Unser Verein hatte konkrete Vorstellungen zur Nutzung der ehemaligen Synagoge und hoffte auf breite Unterstützung für einen Kauf des Gebäudes. Es gab viele Gespräche mit dem damaligen Bürgermeister Knapp - auch zusammen mit dem Besitzer des Synagogengebäudes -, mit Landrat Hofmann, auch Kontakte auf Landes- und sogar Bundesebene. Alle fanden unsere Ideen sehr gut, nur – Geld gab es nicht. Und so wurde die Nutzung des Gebäudes zurückgestellt und man konzentrierte sich auf weitere, wichtige Ziele des Vereins.

Ich möchte einige unserer bisherigen Aktivitäten kurz benennen:
- Mit elf Broschüren und Büchern, die unser Verein herausgab, erinnern wir an verfolgte Jüdinnen und Juden aus Zwingenberg, Bensheim und dem übrigen Kreis Bergstraße sowie an andere Opfer der Nazi-Herrschaft.
- Mit vielfältigen Veranstaltungen beleuchteten wir die lokale und überregionale Geschichte des Judentums und des Nationalsozialismus und erinnerten an die Verfolgung der Opfer der NS-Zeit. Zu diesen Themen haben wir auch insgesamt neun Bildvorträge erstellt, die wir zum Teil auch außerhalb Zwingenbergs vorstellen konnten. In diesem Zusammenhang möchte ich auch unser Theaterstück „Die Juden in Zwingenberg und an der Bergstraße“ nennen, das vom Schuldorf Bergstraße in Zwingenberg, Alsbach und Seeheim-Jugenheim aufgeführt wurde. Regelmäßig bieten wir personengeleitete Führungen zur NS-Geschichte in Zwingenberg an; wer mag, kann einen solchen Gedenkgang auch selbständig mit Hilfe unserer Smartphone-App durchführen. Für Konfirmanden und Firmlinge bieten wir Führungen zu den hiesigen Stolpersteinen und der Stolperschwelle vor dem Gebäude der ehemaligen Synagoge an.

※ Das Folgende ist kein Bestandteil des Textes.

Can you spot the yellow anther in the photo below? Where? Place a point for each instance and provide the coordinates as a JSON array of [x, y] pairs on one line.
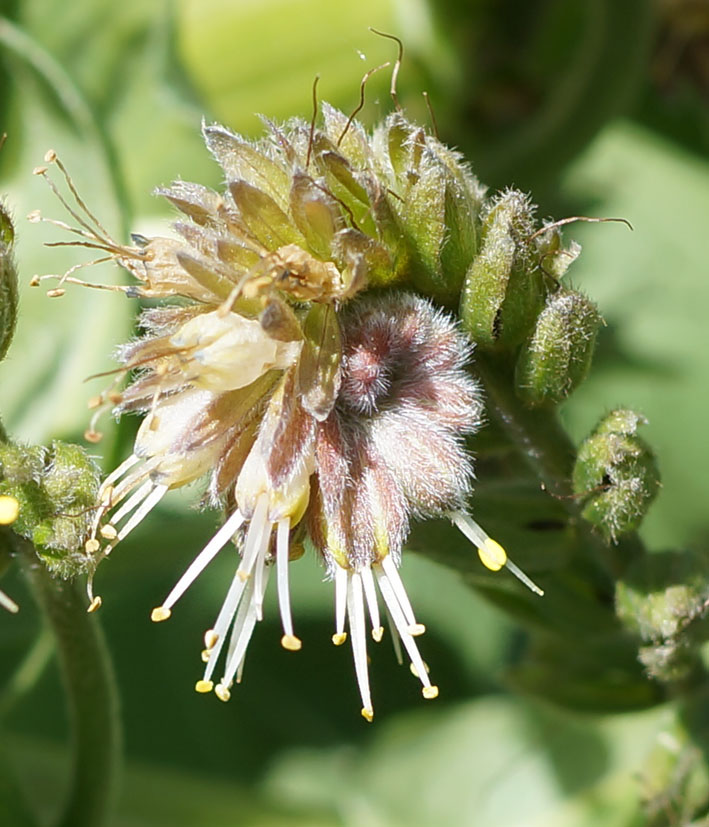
[[291, 643], [492, 555], [414, 670], [108, 532], [9, 509]]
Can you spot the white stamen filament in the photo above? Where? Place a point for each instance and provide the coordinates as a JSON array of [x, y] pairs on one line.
[[205, 557], [7, 603], [491, 553], [341, 579], [371, 597], [146, 507], [282, 552], [355, 611], [392, 602], [397, 585]]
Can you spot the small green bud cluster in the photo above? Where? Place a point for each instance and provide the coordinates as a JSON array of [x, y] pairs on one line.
[[663, 599], [512, 300], [616, 475], [56, 489], [8, 282]]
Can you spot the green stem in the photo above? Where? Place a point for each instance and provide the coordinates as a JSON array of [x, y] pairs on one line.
[[91, 694], [545, 445]]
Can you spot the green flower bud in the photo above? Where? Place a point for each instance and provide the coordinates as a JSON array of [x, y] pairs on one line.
[[663, 600], [504, 288], [56, 489], [557, 358], [616, 475], [8, 282], [440, 208]]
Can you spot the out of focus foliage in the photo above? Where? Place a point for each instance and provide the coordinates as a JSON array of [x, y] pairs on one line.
[[597, 106]]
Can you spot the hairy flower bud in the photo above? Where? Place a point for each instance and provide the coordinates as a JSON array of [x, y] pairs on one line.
[[616, 475], [557, 358], [663, 599], [55, 489], [504, 290], [8, 282]]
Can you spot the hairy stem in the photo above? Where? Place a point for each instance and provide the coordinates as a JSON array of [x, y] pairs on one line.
[[91, 695]]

- Wir organisierten geführte Besuche wie beispielsweise zur Gedenkstätte Hadamar, dem IG-Farben-Gebäude in Frankfurt, der Deportationsgedenkstätte in der Frankfurter Großmarkthalle, der Gedenkstätte KZ Osthofen, den Synagogen in Mannheim und Darmstadt und zu Orten des ehemaligen jüdischen Worms.

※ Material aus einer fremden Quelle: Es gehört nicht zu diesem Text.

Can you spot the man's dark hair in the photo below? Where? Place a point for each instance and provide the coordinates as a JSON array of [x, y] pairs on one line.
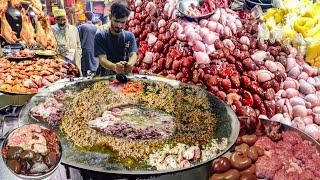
[[120, 10], [89, 15]]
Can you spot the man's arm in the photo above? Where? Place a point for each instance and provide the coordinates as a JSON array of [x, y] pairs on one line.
[[132, 58], [133, 53], [104, 62]]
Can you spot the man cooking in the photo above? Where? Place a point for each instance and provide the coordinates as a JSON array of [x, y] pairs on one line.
[[116, 48], [67, 37]]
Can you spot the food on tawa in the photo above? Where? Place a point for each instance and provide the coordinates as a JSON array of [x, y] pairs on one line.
[[31, 150], [90, 118], [134, 122], [30, 76], [183, 156], [52, 109]]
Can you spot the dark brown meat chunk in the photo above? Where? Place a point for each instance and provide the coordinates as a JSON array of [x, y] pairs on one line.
[[283, 175]]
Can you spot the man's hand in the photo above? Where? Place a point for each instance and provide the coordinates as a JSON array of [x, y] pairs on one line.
[[120, 67]]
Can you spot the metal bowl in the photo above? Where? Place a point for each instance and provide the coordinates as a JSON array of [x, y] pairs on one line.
[[36, 176], [227, 126], [183, 4]]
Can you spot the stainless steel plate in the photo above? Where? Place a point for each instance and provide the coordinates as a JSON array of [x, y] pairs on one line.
[[4, 143]]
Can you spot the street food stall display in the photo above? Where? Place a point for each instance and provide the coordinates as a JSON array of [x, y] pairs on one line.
[[167, 125], [29, 60], [239, 88]]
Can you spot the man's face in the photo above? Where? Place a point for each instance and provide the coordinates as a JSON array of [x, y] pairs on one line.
[[61, 21], [118, 24]]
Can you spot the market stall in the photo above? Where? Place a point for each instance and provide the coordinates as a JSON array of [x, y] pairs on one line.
[[29, 61], [221, 83]]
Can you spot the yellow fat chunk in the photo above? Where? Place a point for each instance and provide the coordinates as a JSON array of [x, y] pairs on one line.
[[314, 32], [278, 16], [289, 33], [271, 23], [269, 14], [304, 24]]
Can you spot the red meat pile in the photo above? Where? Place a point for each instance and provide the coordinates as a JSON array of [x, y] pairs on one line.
[[291, 158]]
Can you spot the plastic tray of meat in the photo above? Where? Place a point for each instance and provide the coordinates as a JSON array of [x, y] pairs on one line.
[[196, 9], [165, 127]]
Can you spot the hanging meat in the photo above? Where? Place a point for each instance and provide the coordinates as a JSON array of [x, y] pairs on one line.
[[15, 3], [6, 31], [51, 40], [41, 36], [3, 6], [27, 31]]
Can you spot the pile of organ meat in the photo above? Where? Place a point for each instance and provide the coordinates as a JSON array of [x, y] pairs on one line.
[[265, 151], [205, 7]]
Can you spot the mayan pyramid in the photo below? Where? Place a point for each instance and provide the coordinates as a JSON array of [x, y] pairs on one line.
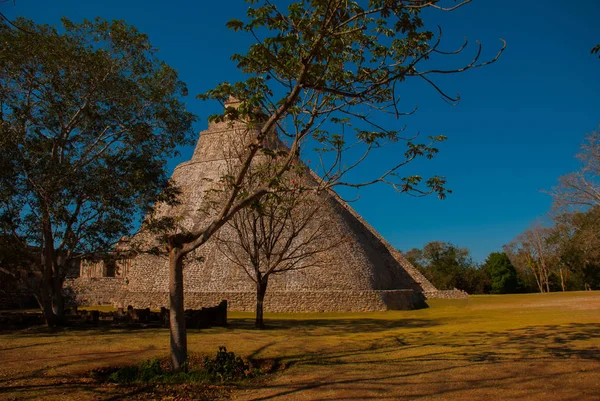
[[364, 273]]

- Nach dem Auftreten neonazistischer Gruppen in Zwingenberg entwarfen wir eine „Zwingenberger Erklärung“ gegen Rechtsextremismus, Fremdenfeindlichkeit und Rassismus, für Demokratie, Toleranz und Menschenwürde. Dieser Erklärung stimmten die Stadt Zwingenberg und die hiesigen Kirchengemeinden zu; andere Gemeinden im Kreis Bergstraße formulierten daraufhin ähnliche Erklärungen.
- Mit unserer Ausstellung „Migration in Südhessen – Region Bergstraße und Odenwald – vom 17. Jahrhundert bis 1945“ wollten wir gleichfalls einen Beitrag gegen Fremdenfeindlichkeit und Antisemitismus und für mehr Toleranz leisten.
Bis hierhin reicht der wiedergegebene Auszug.